Written between his Third and Fourth Symphony, Sibelius composed his five-movement string quartet, Voces intimae, in the winter of 1908-1909. It remained the only major work for string quartet from Sibelius's mature period. The Latin title, which translates to "Intimate Voices" or "Inner voices," marks a "conversational quality" and "inwardness" of the music. The composer wrote about his work in a letter to his wife: "It turned out as something wonderful. The kind of thing that brings a smile to your lips at the hour of death. I will say no more."
Anton Bruckner
1824-1896
Anton Bruckner was an Austrian composer and organist best known for his symphonies and sacred music. His symphonies are considered emblematic of the final stage of Austro-German Romanticism because of their rich harmonic language and considerable length. Bruckner was very critical of his own work and often reworked his compositions, thus there are several versions of many of his works.

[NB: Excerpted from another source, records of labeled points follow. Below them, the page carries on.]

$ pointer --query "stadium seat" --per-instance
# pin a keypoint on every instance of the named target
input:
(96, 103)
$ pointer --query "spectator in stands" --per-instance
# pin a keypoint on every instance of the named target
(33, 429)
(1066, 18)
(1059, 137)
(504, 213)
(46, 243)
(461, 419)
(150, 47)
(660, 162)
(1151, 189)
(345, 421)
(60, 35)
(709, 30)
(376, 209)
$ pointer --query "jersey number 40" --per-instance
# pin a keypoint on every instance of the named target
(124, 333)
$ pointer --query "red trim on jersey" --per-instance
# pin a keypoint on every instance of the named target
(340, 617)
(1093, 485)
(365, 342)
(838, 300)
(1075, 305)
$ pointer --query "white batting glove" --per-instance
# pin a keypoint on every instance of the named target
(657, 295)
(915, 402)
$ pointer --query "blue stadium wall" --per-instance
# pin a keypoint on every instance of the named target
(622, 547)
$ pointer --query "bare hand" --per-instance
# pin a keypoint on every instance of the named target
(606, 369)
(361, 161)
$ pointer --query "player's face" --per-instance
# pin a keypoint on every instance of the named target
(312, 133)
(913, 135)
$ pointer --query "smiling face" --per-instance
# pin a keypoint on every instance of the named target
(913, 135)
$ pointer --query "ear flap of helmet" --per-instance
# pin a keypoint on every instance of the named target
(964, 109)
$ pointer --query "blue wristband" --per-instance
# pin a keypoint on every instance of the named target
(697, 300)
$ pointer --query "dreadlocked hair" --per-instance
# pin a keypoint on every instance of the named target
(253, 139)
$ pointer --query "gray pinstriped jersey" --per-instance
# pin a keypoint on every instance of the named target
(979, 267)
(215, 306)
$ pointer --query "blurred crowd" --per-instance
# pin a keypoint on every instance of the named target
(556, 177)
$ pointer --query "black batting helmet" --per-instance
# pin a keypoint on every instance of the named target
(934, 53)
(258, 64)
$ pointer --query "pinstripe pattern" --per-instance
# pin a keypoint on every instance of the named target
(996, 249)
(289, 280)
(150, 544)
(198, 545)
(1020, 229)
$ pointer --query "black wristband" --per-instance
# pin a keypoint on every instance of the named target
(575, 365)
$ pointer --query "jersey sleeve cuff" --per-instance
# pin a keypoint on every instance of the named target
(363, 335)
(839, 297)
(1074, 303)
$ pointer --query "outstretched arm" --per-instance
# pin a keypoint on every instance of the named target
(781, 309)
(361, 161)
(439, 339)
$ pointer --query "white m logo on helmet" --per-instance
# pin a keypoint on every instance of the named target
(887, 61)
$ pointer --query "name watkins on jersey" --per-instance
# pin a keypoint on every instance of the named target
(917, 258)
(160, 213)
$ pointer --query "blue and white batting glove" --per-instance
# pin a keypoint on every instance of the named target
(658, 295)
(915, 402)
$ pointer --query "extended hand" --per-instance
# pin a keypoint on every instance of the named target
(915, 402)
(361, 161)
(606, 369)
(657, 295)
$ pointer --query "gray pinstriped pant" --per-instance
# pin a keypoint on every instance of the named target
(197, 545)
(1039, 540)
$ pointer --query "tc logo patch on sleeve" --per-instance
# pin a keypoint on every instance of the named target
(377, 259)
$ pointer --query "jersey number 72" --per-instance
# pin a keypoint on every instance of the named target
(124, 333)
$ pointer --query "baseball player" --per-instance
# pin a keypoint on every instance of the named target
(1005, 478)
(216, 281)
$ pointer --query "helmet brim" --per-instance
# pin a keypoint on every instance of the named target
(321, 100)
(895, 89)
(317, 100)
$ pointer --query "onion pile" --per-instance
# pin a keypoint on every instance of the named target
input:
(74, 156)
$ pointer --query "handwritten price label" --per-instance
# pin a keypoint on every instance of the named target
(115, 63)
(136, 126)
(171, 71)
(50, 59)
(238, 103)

In 1878, violinist and Artistic Director of Vienna's Musikverein, Joseph Hellmesberger Sr., repeatedly urged Bruckner to compose a work for his string quartet. Instead, Bruckner began composing a viola quintet, finishing in July 1879. The composer dedicated the piece to Duke Max Emanuel of Bavaria. When looking at the score, Hellmesberger found the scherzo movement too challenging for the group to perform. In response, Bruckner wrote a less demanding, eight-minute long Intermezzo in the same key as an alternative. The first three movements were premiered by Winkler Quartet in Vienna in 1881, but it was not until 1885 that the Hellmesberger Quartet played the Quintet with the original scherzo. Duke Emanuel was so pleased by the composition that he gave Bruckner a diamond pin.